A nice surprise in the book is the inclusion of this version of "My One and Only Love", which is only available as a home recording on YouTube, made and uploaded by the artist herself:

Susana Raya is a singer-guitarist from Córdoba (Spain), and has just finished her jazz guitar degree in Amsterdam. For Spanish readers, this interview from 2009 seems to portray her well. She appears as a sensitive and sensible musician, who's been hooked to the guitar since she was a kid. She studied classical guitar back in Spain, did a degree in business, but then decided that music is her life. She moved to Amsterdam to study, and she lives there at the moment. 

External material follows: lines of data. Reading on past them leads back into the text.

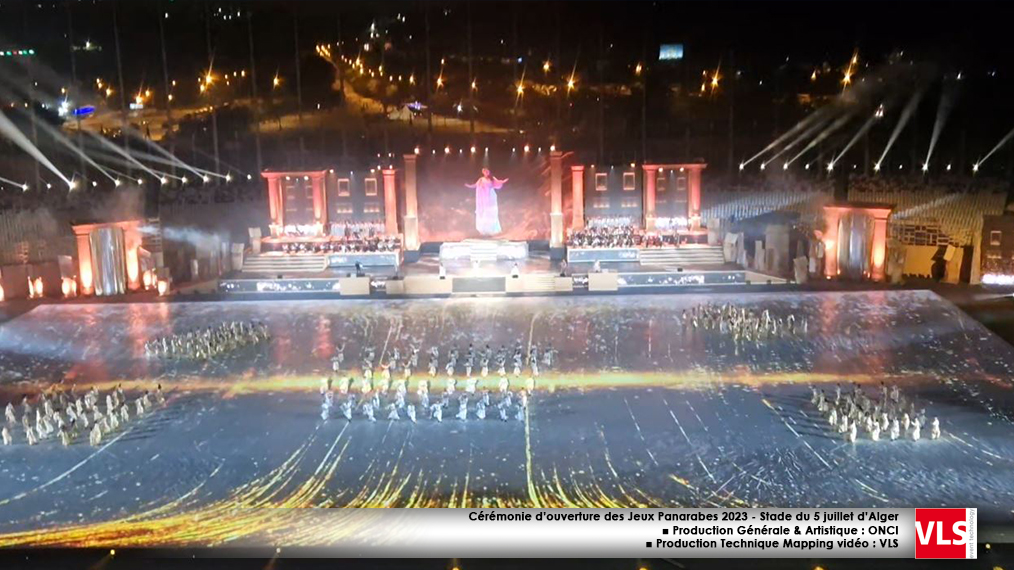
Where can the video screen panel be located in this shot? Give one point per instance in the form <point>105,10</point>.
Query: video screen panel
<point>457,202</point>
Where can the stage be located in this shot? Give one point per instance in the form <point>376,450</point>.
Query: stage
<point>637,412</point>
<point>537,274</point>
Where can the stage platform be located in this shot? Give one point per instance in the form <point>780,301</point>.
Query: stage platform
<point>538,275</point>
<point>484,251</point>
<point>686,255</point>
<point>637,410</point>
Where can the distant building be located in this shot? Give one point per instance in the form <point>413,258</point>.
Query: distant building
<point>998,250</point>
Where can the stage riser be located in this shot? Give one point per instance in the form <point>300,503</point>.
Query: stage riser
<point>484,251</point>
<point>500,285</point>
<point>663,257</point>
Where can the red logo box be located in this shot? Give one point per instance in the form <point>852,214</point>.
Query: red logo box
<point>945,533</point>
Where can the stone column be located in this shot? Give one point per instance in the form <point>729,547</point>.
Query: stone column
<point>132,240</point>
<point>577,196</point>
<point>276,207</point>
<point>319,202</point>
<point>694,195</point>
<point>389,202</point>
<point>84,272</point>
<point>833,214</point>
<point>411,205</point>
<point>878,255</point>
<point>650,182</point>
<point>556,199</point>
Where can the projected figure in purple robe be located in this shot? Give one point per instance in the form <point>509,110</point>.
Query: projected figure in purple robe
<point>487,211</point>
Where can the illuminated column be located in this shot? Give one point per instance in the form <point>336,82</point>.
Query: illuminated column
<point>879,253</point>
<point>132,240</point>
<point>84,260</point>
<point>556,199</point>
<point>319,207</point>
<point>275,205</point>
<point>694,195</point>
<point>833,214</point>
<point>650,176</point>
<point>389,202</point>
<point>411,205</point>
<point>577,196</point>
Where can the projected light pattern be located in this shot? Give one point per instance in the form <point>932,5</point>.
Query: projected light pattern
<point>640,412</point>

Admittedly, Gioia's mention is short, setting Susana's take as an example of the possibilities that "My One and Only Love" still offers after so many years. In any case, she's now in a serious book, sharing a list with Charlie Ventura, Art Tatum & Ben Webster, John Coltrane & Johnny Hartman, Sonny Rollins, Chick Corea, McCoy Tyner, Michael Brecker, Cassandra Wilson, Joshua Redman, Sting, Mark Murphy and Kurt Elling. Not bad at all. 

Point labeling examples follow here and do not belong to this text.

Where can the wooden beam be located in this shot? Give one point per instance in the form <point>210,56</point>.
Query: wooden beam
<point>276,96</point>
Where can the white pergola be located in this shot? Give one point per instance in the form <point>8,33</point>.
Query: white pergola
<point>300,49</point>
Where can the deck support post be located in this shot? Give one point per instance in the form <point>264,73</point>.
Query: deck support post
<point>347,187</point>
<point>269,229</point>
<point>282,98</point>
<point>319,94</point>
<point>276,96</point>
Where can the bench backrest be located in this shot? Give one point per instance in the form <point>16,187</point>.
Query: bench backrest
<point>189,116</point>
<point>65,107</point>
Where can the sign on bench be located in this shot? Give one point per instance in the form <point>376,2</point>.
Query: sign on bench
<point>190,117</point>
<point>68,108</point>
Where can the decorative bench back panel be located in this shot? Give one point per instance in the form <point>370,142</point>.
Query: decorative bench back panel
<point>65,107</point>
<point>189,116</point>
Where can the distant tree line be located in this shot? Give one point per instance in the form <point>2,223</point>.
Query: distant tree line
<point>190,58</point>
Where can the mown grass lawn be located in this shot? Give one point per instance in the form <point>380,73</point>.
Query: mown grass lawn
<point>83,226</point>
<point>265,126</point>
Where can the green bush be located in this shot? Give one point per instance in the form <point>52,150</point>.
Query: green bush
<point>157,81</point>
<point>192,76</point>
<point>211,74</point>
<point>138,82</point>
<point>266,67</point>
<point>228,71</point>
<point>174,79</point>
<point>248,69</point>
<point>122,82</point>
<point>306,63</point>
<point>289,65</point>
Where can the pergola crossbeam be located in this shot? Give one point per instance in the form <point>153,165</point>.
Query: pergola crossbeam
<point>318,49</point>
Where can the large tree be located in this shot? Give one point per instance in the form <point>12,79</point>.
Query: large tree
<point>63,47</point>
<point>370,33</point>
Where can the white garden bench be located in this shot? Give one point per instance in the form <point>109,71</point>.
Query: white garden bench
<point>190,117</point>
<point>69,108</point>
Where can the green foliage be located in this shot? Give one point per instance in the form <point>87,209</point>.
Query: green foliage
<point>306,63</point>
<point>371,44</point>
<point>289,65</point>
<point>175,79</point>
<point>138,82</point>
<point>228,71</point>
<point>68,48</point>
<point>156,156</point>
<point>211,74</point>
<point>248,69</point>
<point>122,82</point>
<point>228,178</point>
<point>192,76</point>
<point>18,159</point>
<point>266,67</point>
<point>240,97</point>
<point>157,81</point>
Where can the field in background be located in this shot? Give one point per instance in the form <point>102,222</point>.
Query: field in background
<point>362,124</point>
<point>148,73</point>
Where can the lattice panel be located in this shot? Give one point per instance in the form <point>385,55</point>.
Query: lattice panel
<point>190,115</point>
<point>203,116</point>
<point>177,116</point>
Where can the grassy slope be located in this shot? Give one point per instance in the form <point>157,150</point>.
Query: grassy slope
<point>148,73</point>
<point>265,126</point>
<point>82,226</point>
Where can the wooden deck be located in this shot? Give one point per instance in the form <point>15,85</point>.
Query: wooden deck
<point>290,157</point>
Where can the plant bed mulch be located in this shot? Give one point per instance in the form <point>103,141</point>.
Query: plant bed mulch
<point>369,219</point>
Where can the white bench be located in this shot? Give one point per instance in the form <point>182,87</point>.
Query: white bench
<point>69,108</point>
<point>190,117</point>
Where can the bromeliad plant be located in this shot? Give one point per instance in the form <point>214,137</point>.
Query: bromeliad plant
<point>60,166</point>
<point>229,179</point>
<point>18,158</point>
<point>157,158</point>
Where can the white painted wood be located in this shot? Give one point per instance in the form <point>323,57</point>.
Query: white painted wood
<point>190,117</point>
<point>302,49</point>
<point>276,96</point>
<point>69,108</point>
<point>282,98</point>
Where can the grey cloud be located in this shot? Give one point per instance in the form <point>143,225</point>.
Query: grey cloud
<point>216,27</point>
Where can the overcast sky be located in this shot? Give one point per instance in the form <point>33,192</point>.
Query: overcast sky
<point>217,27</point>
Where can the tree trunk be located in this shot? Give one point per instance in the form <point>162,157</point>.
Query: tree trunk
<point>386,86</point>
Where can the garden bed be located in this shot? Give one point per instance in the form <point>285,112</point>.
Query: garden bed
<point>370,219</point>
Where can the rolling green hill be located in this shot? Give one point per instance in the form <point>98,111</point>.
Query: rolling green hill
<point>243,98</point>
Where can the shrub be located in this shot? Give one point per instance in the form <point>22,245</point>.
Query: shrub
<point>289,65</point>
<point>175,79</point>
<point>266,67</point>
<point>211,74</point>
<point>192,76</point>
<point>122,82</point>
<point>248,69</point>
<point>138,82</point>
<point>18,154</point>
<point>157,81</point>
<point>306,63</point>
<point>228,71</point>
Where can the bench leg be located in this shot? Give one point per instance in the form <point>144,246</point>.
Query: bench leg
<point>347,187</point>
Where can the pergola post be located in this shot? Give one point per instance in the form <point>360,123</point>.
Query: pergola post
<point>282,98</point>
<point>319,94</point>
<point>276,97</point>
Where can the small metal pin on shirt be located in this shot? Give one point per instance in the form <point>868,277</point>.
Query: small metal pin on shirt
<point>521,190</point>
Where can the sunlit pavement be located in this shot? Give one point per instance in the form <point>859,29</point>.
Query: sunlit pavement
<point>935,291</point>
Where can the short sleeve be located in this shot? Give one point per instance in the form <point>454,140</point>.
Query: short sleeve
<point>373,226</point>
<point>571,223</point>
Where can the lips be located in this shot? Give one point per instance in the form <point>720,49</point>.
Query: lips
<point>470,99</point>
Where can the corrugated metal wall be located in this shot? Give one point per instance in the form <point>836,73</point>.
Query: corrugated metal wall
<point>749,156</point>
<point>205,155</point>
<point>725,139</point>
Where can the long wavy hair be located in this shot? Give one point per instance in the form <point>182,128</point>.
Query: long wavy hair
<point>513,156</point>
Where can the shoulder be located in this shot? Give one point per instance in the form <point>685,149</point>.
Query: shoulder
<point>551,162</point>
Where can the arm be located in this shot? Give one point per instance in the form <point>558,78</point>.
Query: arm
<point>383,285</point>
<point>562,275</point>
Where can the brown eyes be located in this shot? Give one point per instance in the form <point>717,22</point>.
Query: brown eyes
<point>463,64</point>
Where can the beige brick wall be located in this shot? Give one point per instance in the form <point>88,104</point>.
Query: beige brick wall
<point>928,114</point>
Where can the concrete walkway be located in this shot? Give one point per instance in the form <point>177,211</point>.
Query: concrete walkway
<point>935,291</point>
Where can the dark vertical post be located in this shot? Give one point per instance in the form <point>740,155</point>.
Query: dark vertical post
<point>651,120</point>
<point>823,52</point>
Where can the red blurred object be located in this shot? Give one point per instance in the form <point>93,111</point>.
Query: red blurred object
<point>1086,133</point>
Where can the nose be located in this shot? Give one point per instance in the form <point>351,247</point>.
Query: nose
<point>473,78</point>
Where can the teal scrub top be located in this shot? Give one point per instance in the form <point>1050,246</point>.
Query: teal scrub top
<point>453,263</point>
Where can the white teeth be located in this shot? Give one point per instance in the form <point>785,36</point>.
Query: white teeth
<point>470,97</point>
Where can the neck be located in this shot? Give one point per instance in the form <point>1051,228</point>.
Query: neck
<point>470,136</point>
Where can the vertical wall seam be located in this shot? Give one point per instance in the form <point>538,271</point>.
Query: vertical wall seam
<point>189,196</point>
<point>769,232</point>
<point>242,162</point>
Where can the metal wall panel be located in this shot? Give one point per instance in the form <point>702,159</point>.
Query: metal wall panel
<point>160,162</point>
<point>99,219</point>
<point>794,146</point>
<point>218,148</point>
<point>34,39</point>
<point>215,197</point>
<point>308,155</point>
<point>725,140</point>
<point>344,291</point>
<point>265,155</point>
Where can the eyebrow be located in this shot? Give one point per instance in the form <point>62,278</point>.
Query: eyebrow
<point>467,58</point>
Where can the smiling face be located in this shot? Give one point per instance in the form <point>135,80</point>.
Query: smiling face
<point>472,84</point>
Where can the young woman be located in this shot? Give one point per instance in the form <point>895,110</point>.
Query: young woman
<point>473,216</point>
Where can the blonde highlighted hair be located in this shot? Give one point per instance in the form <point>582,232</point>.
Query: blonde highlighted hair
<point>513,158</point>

The fact that such an "important" writer as Gioia has acknowledged a "nobody" like Susana in such a way, is a good example of honest musical criticism, independent from aspects such as fame, name, prestige, career, etc. Writers, including myself, and promoters too, should take good note of this in order to avoid distractions and trust our ears more.

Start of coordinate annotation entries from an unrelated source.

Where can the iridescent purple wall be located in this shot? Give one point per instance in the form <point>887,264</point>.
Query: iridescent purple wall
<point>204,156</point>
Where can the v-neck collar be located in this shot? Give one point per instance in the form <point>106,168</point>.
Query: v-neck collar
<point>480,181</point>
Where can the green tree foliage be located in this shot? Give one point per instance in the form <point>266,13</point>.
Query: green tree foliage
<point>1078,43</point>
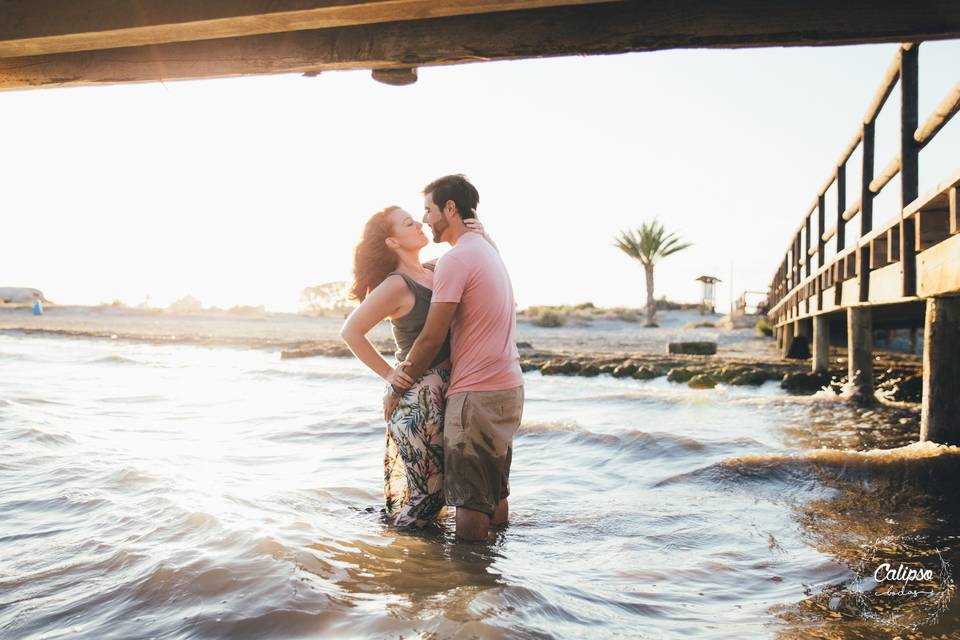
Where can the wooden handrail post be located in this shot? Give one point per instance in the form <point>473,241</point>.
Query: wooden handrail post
<point>841,206</point>
<point>909,153</point>
<point>866,195</point>
<point>821,221</point>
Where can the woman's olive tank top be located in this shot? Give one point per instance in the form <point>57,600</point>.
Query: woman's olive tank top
<point>408,327</point>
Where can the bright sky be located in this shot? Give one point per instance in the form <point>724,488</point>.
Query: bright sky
<point>247,190</point>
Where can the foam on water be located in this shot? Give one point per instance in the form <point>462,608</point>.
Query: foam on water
<point>179,491</point>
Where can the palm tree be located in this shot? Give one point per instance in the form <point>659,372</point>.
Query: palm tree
<point>649,244</point>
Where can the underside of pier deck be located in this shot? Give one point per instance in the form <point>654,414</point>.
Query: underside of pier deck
<point>49,43</point>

Sonny's ten top tenors... on Spotify

A few days back Sonny Rollins chose his top ten tenor sax tracks for Jazz Times. You can see the list here and, if you have Spotify, you can listen to it here.

Talking about tenors and Spotify, Coltrane fans watch this space next Tuesday...

Thursday, July 12, 2012

Drums galore: Shaughnessy & Rich

In his memoirs, just published as an e-book, Ed Shaughnessy tells the story of the drum battle with his friend Buddy Rich on Johnny Carson's show. He first explains the little arrangement they made with band leader Doc Severinsen, and then he tells his little talk before and after the show:
... I said to him, "Now look, we're friends. Of course I want you to play good. I know you're going to play good, but don't get out there and start doing... that stuff that nobody can possibly do..."

He said, "Ah, don't worry. You have nothing to worry about... I wouldn't do that to you"...
[Watch out for Rich at 2:18]

... And I was laughing... instead of trying to compete with that - which no one could do - I just clicked the sticks high up...

I went back to the dressing room after the show and said to him, "Hey, old friend, whatever happened to our deal?...

He looked at me and said, with mock sincerity, "You know, I just got carried away".

Monday, July 2, 2012

Other quotes (IV): Xabi Alonso

Which jazz musicians do you enjoy?

I've seen bands playing here [in Madrid], at Populart or Café Central, but I've listened more to people  [my brother] Mikel introduced me to, the classics: Chet Baker, Duke Ellington, Louis Armstrong... When he became interested I'd also listen to whatever he played...

Xabi Alonso (Real Madrid, Spanish national team), interviewed by Íñigo Gurruchaga for JotDown magazine (special hard copy issue).